As part of a research trip with a current museum client and their architectural team, I recently had the pleasure of exploring a few of the newest natural history and nature and science museums. Our entourage of about 10 museum professionals acted as both visitors and guests; we explored the museums from the public side, and received organized, generous and informative back-of-house tours.
Exhibits at the Utah Museum of Natural History, are housed in elegant and evocative, “canyonesque” architecture, built into a hillside such that each of the museum’s floors engages the landscape outside. Exhibits are able to refer directly to views of the bench-like mountains that step up to the east of downtown Salt Lake City and fall away to the Great Salt Lake Basin to the west. Numerous portals invite visitors to step outside the galleries and appreciate fresh air, indigenous plantings, and the sounds and smells of nature. Rarely have I experienced a museum that acknowledges and incorporates its ecological, geological, and cultural context like this one does.
The museum is on the campus of the University of Utah, and it showcases the strengths of this partnership in amazing ways: stunning collections, scientists in residence and in the field, and real projects in action on the exhibit floor.

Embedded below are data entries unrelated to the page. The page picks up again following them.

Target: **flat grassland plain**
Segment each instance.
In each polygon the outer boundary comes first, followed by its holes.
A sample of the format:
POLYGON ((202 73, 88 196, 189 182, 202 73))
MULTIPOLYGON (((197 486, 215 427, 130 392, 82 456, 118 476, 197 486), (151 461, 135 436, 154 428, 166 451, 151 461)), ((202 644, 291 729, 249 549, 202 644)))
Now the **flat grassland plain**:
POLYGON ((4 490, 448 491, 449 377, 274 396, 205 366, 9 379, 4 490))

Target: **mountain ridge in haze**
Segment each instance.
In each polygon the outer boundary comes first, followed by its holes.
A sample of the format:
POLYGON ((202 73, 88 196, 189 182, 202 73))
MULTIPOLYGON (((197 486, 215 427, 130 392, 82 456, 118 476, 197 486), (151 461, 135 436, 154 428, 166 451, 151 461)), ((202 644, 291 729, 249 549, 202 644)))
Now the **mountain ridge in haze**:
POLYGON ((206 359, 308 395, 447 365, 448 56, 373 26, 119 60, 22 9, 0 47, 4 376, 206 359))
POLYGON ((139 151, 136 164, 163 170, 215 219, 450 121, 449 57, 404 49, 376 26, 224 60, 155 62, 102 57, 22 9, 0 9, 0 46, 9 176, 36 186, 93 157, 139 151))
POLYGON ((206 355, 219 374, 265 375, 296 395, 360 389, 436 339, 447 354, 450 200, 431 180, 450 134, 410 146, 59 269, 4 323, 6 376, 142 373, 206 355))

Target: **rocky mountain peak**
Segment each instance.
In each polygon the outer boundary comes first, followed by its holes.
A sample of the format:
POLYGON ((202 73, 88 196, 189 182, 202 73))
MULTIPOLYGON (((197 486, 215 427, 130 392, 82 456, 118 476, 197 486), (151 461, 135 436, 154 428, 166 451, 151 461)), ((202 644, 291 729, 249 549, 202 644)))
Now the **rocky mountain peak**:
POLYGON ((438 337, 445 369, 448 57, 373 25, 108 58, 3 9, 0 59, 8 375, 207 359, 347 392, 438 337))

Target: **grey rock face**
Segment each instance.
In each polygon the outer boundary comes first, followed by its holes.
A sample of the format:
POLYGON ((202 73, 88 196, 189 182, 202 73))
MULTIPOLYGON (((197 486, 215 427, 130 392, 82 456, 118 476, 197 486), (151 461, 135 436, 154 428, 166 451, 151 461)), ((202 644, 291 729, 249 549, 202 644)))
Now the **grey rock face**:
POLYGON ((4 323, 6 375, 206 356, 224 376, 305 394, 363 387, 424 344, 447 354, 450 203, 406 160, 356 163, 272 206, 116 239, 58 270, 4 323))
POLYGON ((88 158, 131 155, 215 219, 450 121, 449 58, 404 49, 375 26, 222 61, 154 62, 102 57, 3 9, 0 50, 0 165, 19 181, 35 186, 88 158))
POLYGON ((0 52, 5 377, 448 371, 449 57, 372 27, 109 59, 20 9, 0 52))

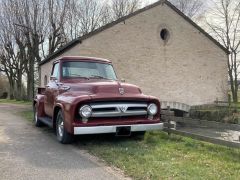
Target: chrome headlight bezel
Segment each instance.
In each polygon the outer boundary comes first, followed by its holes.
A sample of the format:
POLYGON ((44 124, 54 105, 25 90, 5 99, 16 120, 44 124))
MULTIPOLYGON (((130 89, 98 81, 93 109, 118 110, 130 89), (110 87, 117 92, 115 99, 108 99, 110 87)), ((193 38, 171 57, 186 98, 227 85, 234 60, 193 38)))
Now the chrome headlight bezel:
POLYGON ((92 108, 89 105, 83 105, 80 109, 79 109, 79 115, 82 118, 89 118, 92 115, 92 108))
POLYGON ((149 115, 155 116, 158 113, 157 105, 154 104, 154 103, 149 104, 148 107, 147 107, 147 112, 148 112, 149 115))

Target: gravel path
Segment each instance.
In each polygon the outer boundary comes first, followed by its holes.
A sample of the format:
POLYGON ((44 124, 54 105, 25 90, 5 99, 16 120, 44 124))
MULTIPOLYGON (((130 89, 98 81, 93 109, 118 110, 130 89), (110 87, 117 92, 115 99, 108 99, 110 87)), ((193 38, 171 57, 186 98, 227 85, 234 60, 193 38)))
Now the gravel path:
POLYGON ((49 128, 21 118, 26 108, 0 104, 0 179, 124 179, 81 147, 58 143, 49 128))

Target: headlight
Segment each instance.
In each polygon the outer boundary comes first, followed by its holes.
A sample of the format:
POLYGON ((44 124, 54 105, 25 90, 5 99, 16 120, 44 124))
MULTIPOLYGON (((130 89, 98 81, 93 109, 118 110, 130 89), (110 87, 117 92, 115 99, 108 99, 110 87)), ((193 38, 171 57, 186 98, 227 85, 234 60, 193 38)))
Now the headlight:
POLYGON ((79 109, 79 114, 82 118, 89 118, 92 114, 92 108, 88 105, 84 105, 79 109))
POLYGON ((147 110, 148 110, 148 114, 154 116, 157 114, 158 108, 156 104, 152 103, 152 104, 149 104, 147 110))

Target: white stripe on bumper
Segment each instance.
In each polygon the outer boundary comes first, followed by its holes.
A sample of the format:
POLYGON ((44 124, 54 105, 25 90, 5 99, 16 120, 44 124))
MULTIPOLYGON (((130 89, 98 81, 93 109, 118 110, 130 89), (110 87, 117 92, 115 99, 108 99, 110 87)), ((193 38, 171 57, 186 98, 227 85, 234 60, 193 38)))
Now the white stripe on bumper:
POLYGON ((136 124, 136 125, 114 125, 114 126, 93 126, 93 127, 74 127, 74 134, 104 134, 116 133, 117 127, 131 127, 131 132, 151 131, 163 129, 163 123, 157 124, 136 124))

The permanent exhibits are punctuated by highly flexible venues: a weather terrace; a drop-in naturalist’s nook; and lab spaces that reference a cave and a geologist’s workroom. My initial criticism of the apparent expense and permanency of the highly integrated, architectural exhibits was quickly quelled when I discovered how these and other venues accommodate staffed programs, floor talks, nature walks, and impromptu demonstrations. The Utah Museum of Natural History has made the commitment to provide dynamism and flexibility through real people versus installations.
As much as the Utah Museum is about the “place,” Dallas’ newest museum, it seems, is about the “package.” In Dallas, the Perot Museum of Nature & Science, takes a more universal look at natural science, although the building, with its interesting escalator and LEED -certified status is (according to the museum’s website and map) its most important exhibit and its most advertised feature.

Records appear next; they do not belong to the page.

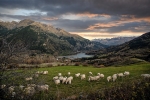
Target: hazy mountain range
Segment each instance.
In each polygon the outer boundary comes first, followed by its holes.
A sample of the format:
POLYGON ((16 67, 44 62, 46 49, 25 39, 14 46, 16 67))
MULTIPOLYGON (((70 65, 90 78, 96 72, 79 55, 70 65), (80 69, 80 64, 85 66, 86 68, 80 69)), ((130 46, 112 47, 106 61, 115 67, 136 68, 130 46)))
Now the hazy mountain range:
POLYGON ((137 59, 150 61, 150 32, 117 46, 91 51, 89 54, 97 55, 90 63, 107 66, 140 61, 137 59))
POLYGON ((30 50, 50 54, 71 54, 78 51, 98 50, 105 45, 91 42, 51 25, 25 19, 20 22, 0 22, 0 37, 23 41, 30 50))
POLYGON ((133 37, 115 37, 115 38, 110 38, 110 39, 93 39, 92 41, 100 42, 104 45, 112 46, 112 45, 120 45, 125 42, 128 42, 130 40, 133 40, 136 38, 135 36, 133 37))

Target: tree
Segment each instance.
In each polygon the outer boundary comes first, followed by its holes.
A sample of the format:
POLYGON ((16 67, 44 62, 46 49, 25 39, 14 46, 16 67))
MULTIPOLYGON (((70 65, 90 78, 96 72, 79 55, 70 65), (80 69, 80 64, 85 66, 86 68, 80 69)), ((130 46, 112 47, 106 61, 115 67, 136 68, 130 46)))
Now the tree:
MULTIPOLYGON (((0 38, 0 86, 4 78, 4 71, 7 69, 11 59, 19 57, 20 53, 25 51, 27 46, 22 41, 15 39, 0 38)), ((3 99, 5 92, 0 89, 0 99, 3 99)))
POLYGON ((22 41, 15 41, 15 39, 7 40, 0 39, 0 69, 5 69, 9 63, 10 58, 18 57, 20 52, 26 50, 26 46, 22 41))

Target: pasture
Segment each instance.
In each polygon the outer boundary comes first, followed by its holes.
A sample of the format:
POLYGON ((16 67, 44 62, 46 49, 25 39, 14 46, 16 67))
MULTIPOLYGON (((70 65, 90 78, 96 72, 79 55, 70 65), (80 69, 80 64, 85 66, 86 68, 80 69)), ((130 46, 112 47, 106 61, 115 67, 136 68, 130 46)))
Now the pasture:
MULTIPOLYGON (((24 97, 26 99, 36 99, 36 100, 47 100, 47 99, 73 99, 77 96, 87 96, 94 91, 103 90, 113 86, 119 86, 122 83, 128 83, 133 80, 142 78, 141 74, 150 74, 150 63, 138 63, 133 65, 121 66, 121 67, 105 67, 105 68, 94 68, 93 66, 57 66, 50 68, 32 68, 32 69, 17 69, 17 70, 7 70, 4 72, 2 77, 2 84, 7 86, 19 86, 27 84, 47 84, 49 85, 49 90, 47 92, 38 92, 32 96, 24 97), (33 80, 25 81, 26 77, 33 76, 37 71, 48 71, 47 75, 39 75, 39 77, 33 78, 33 80), (105 75, 104 79, 99 81, 88 81, 89 72, 93 75, 97 73, 102 73, 105 75), (116 73, 124 73, 124 71, 129 71, 129 77, 118 78, 116 82, 107 82, 107 76, 112 76, 116 73), (70 72, 73 76, 73 81, 71 84, 58 84, 56 85, 53 81, 53 77, 57 76, 58 73, 62 73, 62 76, 67 76, 70 72), (76 78, 75 74, 81 73, 86 74, 86 79, 81 80, 76 78)), ((19 92, 16 90, 16 93, 19 92)), ((7 92, 6 92, 7 94, 7 92)), ((21 92, 17 95, 18 98, 21 92)), ((9 96, 9 95, 8 95, 9 96)))

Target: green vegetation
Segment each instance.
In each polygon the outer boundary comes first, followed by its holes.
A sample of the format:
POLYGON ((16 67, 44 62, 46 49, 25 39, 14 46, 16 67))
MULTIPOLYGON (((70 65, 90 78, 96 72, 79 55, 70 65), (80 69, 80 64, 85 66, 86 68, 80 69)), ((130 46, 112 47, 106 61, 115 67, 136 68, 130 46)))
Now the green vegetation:
POLYGON ((0 23, 0 37, 4 36, 9 41, 12 39, 15 39, 15 42, 22 41, 28 46, 28 50, 47 54, 68 55, 104 47, 100 43, 91 42, 62 29, 27 19, 15 24, 0 23))
MULTIPOLYGON (((104 93, 105 90, 106 95, 108 95, 108 89, 113 91, 114 87, 116 87, 116 91, 118 91, 118 87, 124 87, 124 86, 132 86, 130 83, 133 83, 133 86, 137 86, 137 80, 138 81, 145 81, 142 80, 140 77, 143 73, 149 73, 150 72, 150 63, 138 63, 128 66, 122 66, 122 67, 105 67, 105 68, 94 68, 92 66, 84 67, 84 66, 58 66, 58 67, 50 67, 50 68, 35 68, 35 69, 18 69, 18 70, 8 70, 4 73, 2 83, 7 84, 8 86, 11 85, 27 85, 27 84, 48 84, 49 85, 49 91, 46 93, 36 93, 36 95, 30 97, 32 99, 40 99, 47 100, 49 99, 63 99, 63 98, 89 98, 89 96, 93 96, 94 100, 97 98, 105 98, 104 93), (38 78, 34 78, 32 81, 26 82, 24 80, 25 77, 32 76, 36 71, 44 71, 48 70, 48 75, 40 75, 38 78), (104 79, 101 79, 99 81, 89 82, 88 79, 88 72, 91 71, 94 75, 97 75, 98 72, 103 73, 105 75, 104 79), (109 75, 113 75, 115 73, 120 73, 124 71, 129 71, 131 75, 129 77, 119 78, 117 79, 117 82, 107 82, 106 77, 109 75), (62 73, 63 76, 68 76, 67 73, 71 72, 71 76, 74 77, 74 74, 81 73, 86 74, 87 78, 86 80, 80 80, 80 78, 75 78, 72 81, 72 84, 59 84, 55 85, 52 78, 54 76, 57 76, 58 73, 62 73), (127 85, 129 84, 129 85, 127 85), (107 90, 107 91, 106 91, 107 90), (99 92, 97 92, 99 91, 99 92), (93 95, 92 95, 93 94, 93 95), (97 95, 95 95, 97 94, 97 95), (99 97, 101 96, 101 97, 99 97)), ((150 87, 149 83, 143 83, 143 85, 150 87), (147 85, 148 86, 147 86, 147 85)), ((140 88, 142 88, 142 86, 140 88)), ((136 88, 136 87, 135 87, 136 88)), ((144 89, 145 89, 144 88, 144 89)), ((132 89, 131 89, 132 90, 132 89)), ((136 90, 136 89, 135 89, 136 90)), ((142 89, 141 89, 142 90, 142 89)), ((148 89, 149 90, 149 89, 148 89)), ((115 91, 115 92, 116 92, 115 91)), ((122 90, 123 91, 123 90, 122 90)), ((126 93, 128 90, 122 93, 126 93)), ((129 91, 132 92, 132 91, 129 91)), ((143 91, 144 92, 144 91, 143 91)), ((142 92, 142 93, 143 93, 142 92)), ((117 93, 117 92, 116 92, 117 93)), ((105 94, 105 93, 104 93, 105 94)), ((132 94, 131 94, 132 95, 132 94)), ((135 97, 138 95, 135 94, 135 97)), ((92 98, 89 98, 92 99, 92 98)), ((124 98, 124 97, 122 97, 124 98)), ((144 98, 144 97, 142 97, 144 98)), ((28 97, 29 99, 29 97, 28 97)), ((134 99, 134 98, 133 98, 134 99)))

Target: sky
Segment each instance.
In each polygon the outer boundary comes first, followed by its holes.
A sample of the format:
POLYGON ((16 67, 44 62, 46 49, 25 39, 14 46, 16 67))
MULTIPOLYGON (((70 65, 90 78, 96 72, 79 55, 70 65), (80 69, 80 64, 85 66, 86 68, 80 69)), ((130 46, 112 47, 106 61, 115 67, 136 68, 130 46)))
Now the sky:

Housed within this intriguing architectural cube and set upon a near-5-acre site, the exhibitions are arranged on 6 levels. Each bears a distinct design look and feel. Unaffiliated with a university, the Perot is less focused on collections and less committed to its local natural history. It is therefore more free to expand its exhibition program to ideas as far as the origins of the universe and outer space to the inner workings of the human body – and nearly everything in between. A self-proclaimed family attraction, the museum offers playful exhibits like media-based “Soar Like a Bird” and “Race Against a Cheetah,” (my titles) and inventive tinkering spaces where groups and individuals can make remotely controlled vehicles and create digital art.

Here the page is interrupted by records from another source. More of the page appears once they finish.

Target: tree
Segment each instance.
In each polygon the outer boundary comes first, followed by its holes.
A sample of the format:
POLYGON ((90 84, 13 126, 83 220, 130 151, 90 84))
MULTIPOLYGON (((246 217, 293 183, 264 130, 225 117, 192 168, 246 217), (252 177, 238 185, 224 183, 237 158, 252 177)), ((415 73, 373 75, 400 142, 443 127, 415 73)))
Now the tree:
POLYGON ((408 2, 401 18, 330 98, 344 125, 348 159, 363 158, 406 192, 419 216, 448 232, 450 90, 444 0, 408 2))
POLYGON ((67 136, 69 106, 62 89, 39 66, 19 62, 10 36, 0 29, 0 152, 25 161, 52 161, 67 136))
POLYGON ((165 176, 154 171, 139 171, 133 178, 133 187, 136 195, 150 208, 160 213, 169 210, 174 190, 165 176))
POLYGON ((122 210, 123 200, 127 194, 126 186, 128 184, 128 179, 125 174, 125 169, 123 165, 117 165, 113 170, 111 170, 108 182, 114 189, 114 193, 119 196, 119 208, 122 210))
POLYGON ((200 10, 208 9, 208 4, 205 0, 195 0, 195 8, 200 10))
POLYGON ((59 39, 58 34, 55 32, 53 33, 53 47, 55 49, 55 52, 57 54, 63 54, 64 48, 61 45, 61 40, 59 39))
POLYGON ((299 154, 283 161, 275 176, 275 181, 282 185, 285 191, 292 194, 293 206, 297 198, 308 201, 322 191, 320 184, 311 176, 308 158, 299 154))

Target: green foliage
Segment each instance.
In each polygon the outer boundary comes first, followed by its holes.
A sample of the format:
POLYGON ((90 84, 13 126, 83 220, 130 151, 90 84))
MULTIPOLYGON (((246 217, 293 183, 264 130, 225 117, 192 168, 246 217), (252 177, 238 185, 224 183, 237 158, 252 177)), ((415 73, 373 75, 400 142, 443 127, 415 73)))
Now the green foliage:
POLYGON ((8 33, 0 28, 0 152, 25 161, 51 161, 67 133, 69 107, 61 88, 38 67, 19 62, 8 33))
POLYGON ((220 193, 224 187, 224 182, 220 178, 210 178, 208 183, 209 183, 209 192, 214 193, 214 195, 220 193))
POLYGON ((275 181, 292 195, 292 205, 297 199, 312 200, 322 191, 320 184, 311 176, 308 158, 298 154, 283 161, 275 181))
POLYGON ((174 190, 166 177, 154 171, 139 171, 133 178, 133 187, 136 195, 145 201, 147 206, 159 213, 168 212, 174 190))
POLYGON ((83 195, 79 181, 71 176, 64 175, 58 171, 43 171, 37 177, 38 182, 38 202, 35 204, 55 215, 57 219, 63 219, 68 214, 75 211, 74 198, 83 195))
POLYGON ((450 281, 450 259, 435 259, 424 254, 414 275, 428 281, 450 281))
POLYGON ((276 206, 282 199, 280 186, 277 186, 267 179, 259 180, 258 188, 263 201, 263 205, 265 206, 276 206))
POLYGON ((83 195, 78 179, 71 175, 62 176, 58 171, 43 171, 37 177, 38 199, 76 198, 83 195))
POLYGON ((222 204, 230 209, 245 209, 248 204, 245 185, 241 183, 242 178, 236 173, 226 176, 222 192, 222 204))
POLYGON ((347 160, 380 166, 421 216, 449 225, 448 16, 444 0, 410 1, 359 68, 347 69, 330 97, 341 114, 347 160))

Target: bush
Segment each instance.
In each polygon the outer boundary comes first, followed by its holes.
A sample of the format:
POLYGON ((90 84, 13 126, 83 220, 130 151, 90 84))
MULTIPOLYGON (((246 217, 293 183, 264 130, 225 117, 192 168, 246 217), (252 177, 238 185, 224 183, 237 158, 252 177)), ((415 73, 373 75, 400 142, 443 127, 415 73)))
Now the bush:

Visiting these museums – one after the other – made me really aware of the distinctions between a regional natural history museum and a general museum of nature and science. Where the Utah Museum of Natural History feels at home in its environmental context, the Perot feels like an invasive species. Where the Perot offers energetic play and creative simulation, Utah offers spaces for authentic encounter and contemplation.
One museum shouts the comprehensive story of the earth in loud colors; the other shares its indigenous story in soft tones.
Neither is bad...They’re just different.